Heidelberg, Germany was very high on our travel list since it is where my husband was born as well as where his parents fell in love. We wanted to combine the area with a couple surrounding countries so we decided to fly and rent a car to prevent all the miles on our own car and maximize vacation time. Flights were really cheap: about $120 total and the rental car was also a great price. We found the perfect Airbnb. It was about ten minutes drive to the sights but we saved a lot of money and had plenty of space.
Our first day in Germany we drove 2 hours south to see a castle that was recommended to me. I was told it was one of the most beautiful in the country and open for touring in November. Apparently a lot of the castles in Germany close for the winter. The drive was really easy and absolutely beautiful as there were plenty of hills and fall colors to look at. Ben thinks it was the easiest country to drive in thus far. I have to mention this small detail because some countries really need to step up their game…the rest areas had indoor and outdoor playgrounds. When you are on a road trip with toddlers this is a big deal. When I can combine playtime, potty breaks, and lunch in one stop that just makes my day.
We first drove to a mountain that gave a birds eye view of Hohenzollern castle. I probably could have spent the entire day walking around this mountain. Germany seems to be really big on trails and hiking. These are my kind of people. I can get lost in the forest. Viewing the castle from afar definitely gave it that fairy tale feeling and had me really excited to see it up close.
Since the castle is atop a 3,000 foot mountain we parked at the visitor center and took the bus to the grounds. Our entire first day in Germany we couldn’t get any of our cards to work and we had no Euro. We had alerted our bank ahead of time. Yet every time Ben tried to get out money it wouldn’t work. They worked fine the rest of our trip but for some reason that first day….We basically had to ask the bus driver to take pity on us and thankfully he did. This also meant we couldn’t pay to tour the inside of the castle. Sigh. We came all that way. But the grounds were still gorgeous and the views were stunning from up there. I didn’t get to read much history while there (kids…) on Hohenzollern but it seems it has been built, destroyed and rebuilt several times since the 11th century. The final building was completed in the 1800’s.

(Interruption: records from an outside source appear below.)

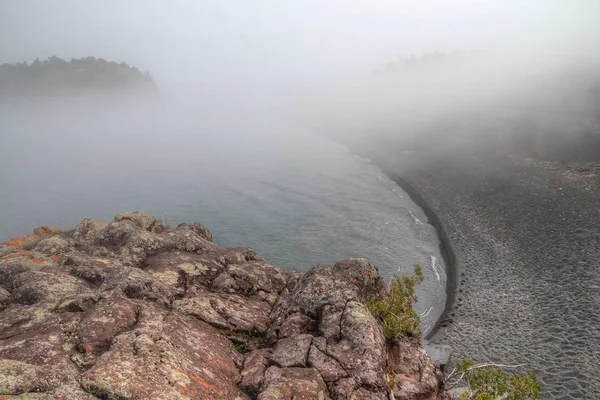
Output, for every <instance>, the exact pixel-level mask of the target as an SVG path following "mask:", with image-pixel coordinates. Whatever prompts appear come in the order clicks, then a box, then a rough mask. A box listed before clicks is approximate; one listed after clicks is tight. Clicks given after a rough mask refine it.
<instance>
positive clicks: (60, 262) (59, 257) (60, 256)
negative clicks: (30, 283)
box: [50, 255, 67, 263]
mask: <svg viewBox="0 0 600 400" xmlns="http://www.w3.org/2000/svg"><path fill="white" fill-rule="evenodd" d="M50 259H51V260H52V261H54V262H57V263H61V262H63V261H65V260H66V259H67V257H65V256H59V255H56V256H51V257H50Z"/></svg>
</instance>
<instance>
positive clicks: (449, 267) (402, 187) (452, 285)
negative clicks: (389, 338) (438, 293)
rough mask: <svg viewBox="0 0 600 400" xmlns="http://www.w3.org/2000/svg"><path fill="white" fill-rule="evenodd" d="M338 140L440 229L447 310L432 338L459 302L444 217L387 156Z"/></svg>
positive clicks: (457, 263) (439, 239)
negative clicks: (393, 187) (437, 211)
mask: <svg viewBox="0 0 600 400" xmlns="http://www.w3.org/2000/svg"><path fill="white" fill-rule="evenodd" d="M329 139H330V140H332V141H333V142H335V143H338V144H340V145H341V146H344V147H345V148H346V149H348V151H349V152H350V153H352V154H356V155H358V156H359V157H365V158H368V159H369V160H371V162H372V163H373V165H375V166H376V167H377V168H379V169H380V170H381V172H382V173H383V174H384V175H385V176H387V177H388V178H389V179H390V180H391V181H392V182H394V183H395V184H396V185H398V187H399V188H400V189H402V190H403V191H404V192H406V194H408V196H409V197H410V199H411V200H412V201H413V202H414V203H415V204H416V205H417V207H419V208H420V209H421V210H423V213H424V214H425V216H426V217H427V223H428V224H429V225H431V226H433V227H434V228H435V230H436V233H437V236H438V238H439V240H440V244H439V250H440V255H441V256H442V258H443V260H444V262H445V263H446V269H445V271H444V272H445V273H446V293H445V295H446V301H445V304H444V309H443V311H442V312H441V314H440V315H439V317H438V319H437V320H436V321H435V323H434V325H433V327H432V328H431V330H430V331H429V332H427V334H426V335H424V337H423V339H425V340H427V341H429V340H430V339H432V338H433V337H434V336H435V335H436V333H437V332H438V330H439V328H440V327H442V326H445V325H442V324H443V323H444V322H447V321H449V322H452V319H451V318H450V319H449V317H450V314H451V312H452V309H453V308H454V307H455V305H456V298H457V291H458V284H457V282H458V274H459V270H460V261H459V259H458V257H457V255H456V251H455V248H454V246H453V244H452V242H451V241H450V238H449V236H448V234H447V232H446V228H445V227H444V224H443V223H442V221H441V219H440V217H439V216H438V214H437V212H436V211H435V210H434V209H433V207H432V206H431V204H430V203H429V202H428V201H427V200H426V199H425V197H424V195H423V194H422V193H421V192H420V191H419V190H417V188H416V187H415V186H414V185H413V184H411V183H410V182H409V181H408V180H407V179H406V178H404V177H402V176H401V175H402V174H401V173H398V172H394V170H395V168H394V167H392V166H390V165H388V164H386V163H385V162H382V161H383V159H384V157H382V156H378V155H377V154H375V152H374V151H373V150H371V151H365V150H363V151H361V150H358V149H357V148H355V147H354V146H352V145H351V144H350V143H344V142H342V141H337V140H335V139H333V138H329Z"/></svg>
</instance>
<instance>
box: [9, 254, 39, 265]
mask: <svg viewBox="0 0 600 400" xmlns="http://www.w3.org/2000/svg"><path fill="white" fill-rule="evenodd" d="M19 257H23V258H25V259H27V260H29V261H31V262H32V263H34V264H37V265H44V264H46V262H45V261H44V260H41V259H39V258H35V257H34V256H32V255H31V253H29V252H27V251H22V252H20V253H13V254H9V255H6V256H4V257H2V258H0V263H2V262H6V261H10V260H14V259H16V258H19Z"/></svg>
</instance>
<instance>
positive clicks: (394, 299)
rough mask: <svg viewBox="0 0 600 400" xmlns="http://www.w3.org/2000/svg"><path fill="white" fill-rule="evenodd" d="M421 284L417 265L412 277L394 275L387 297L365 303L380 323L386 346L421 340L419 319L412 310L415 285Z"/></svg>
mask: <svg viewBox="0 0 600 400" xmlns="http://www.w3.org/2000/svg"><path fill="white" fill-rule="evenodd" d="M421 282H423V273H422V272H421V266H420V265H418V264H417V265H415V267H414V274H413V275H412V276H403V277H399V276H397V275H394V280H393V281H392V283H391V284H390V287H389V290H388V293H387V296H385V297H384V298H380V299H373V300H371V301H370V302H369V303H367V308H368V309H369V311H370V312H371V314H373V316H374V317H375V318H377V319H378V320H379V321H380V322H381V325H382V328H383V335H384V336H385V338H386V340H387V341H388V344H390V345H393V344H395V343H397V342H398V341H400V339H402V338H412V339H416V340H419V339H420V338H421V328H420V327H419V323H420V322H421V318H420V317H419V314H417V313H416V312H415V311H414V310H413V304H414V303H416V302H417V296H416V294H415V285H417V284H419V283H421Z"/></svg>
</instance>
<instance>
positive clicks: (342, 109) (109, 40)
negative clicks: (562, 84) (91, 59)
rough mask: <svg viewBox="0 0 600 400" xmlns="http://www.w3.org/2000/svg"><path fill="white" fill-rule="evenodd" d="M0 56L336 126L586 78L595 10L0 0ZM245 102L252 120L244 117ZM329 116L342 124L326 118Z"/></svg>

Wow. What a charming little city! First on our agenda was to tour the castle overlooking old town. You have to park in the city and walk a good bit uphill but it wasn’t too bad and the weather was great. We got there first thing in the morning so it wasn’t crowded at all. We spent a bit of time walking around the garden area and taking pictures.
Being a castle tied to Ben’s past, it was important for us to take a tour of the entire thing. We bought our tickets and headed to the meeting area. The boys were running around the courtyard playing and the tour guide walked up to us and said if our boys could not be quiet inside the castle we would be asked to leave. So we gave Carter a pacifier and crossed our fingers. As soon as we got inside Carter discovered the wondrous power of an echo and instantly fell in love with his own voice. He just couldn’t help himself. So that was the end of the tour. Thankfully, they gave us a refund.
We still had a good time walking around the castle grounds. There is a great view over the city and river. Heidelberg castle, as with so many castles in Europe, was slowly built over time. It began in the 11th century and had to be rebuilt over time due to lightning strikes, fires and wars.
After the castle we drove down to the University in the city where Ben was born. Its a sprawling campus and we had a hard time finding the exact labor and delivery unit so we decided to just take pictures of the areas outside the hospital .
That evening was the opening of the Christmas market and it ended up being my favorite market we visited on the trip. It was small, intimate and very family friendly with carousels and trains for the kids. The market is along the main street in old town which has historical significance for Ben’s family. We tried to find the bar where Ben’s father first asked his mother on a date; however, it no longer exists. We were also searching for the McDonald’s his mother worked at when she was 16…her first job! We were able to find the building but it has since been turned into a clothing store. But it was a lot of fun being able to bring the boys here and talk about their grandparents and great grandparents.
Ben’s goal at the Christmas market was to drink mulled wine. I’m not a huge wine drinker but it was amazing! Even better was the kinderpunch which tasted like real apple cider mixed with white grapes. I might have drank more of that than the kids did. We ate sausages and shopped for souvenirs. We found a great drawing of the old town area similar to one Ben remembered having in his house growing up.
On our last day in Germany we went looking for the house Ben lived in as a baby but we ended up getting mixed up and landing in a random neighborhood. Fortunately, we will be returning to the area next year and will have another chance to find the right house!